The US ruling elite was thoroughly convinced that they could not only unseat the Chavez administration but that they could begin the reversal of the process of social transformation underway in Venezuela. President Chavez, like much of the world, had been hopeful that President Obama would introduce a new foreign relations approach when he came to office. While there have been important changes, such as the withdrawal from Iraq and the commitment to withdraw from Afghanistan, there has been far too much continuity from earlier administrations. One aspect of that has been the hostility towards the Chavez administration. Instead of taking advantage of the opening that existed in 2009 to strike a different chord, the Obama administration continued to suggest that the Chavez administration represented an unstable and unproductive element in Latin American politics.
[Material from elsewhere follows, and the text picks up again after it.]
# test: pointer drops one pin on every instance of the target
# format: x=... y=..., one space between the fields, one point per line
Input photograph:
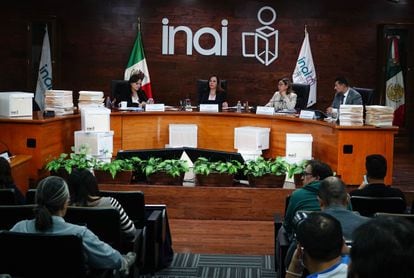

The reality is that the Chavez administration is part of a much broader current in Latin America that is asserting its sovereignty from the imperial domination of the USA, but also attempting to redress historic economic and political injustices that have often thrown their respective countries into civil wars, dictatorships and other national calamities. Should President Obama be re-elected it is essential that progressive minded people insist on a rejection of US imperial arrogance and a renegotiation of the relationship between the USA and Latin America. That could start with turning down the hostile volume and activities regularly directed at Venezuela.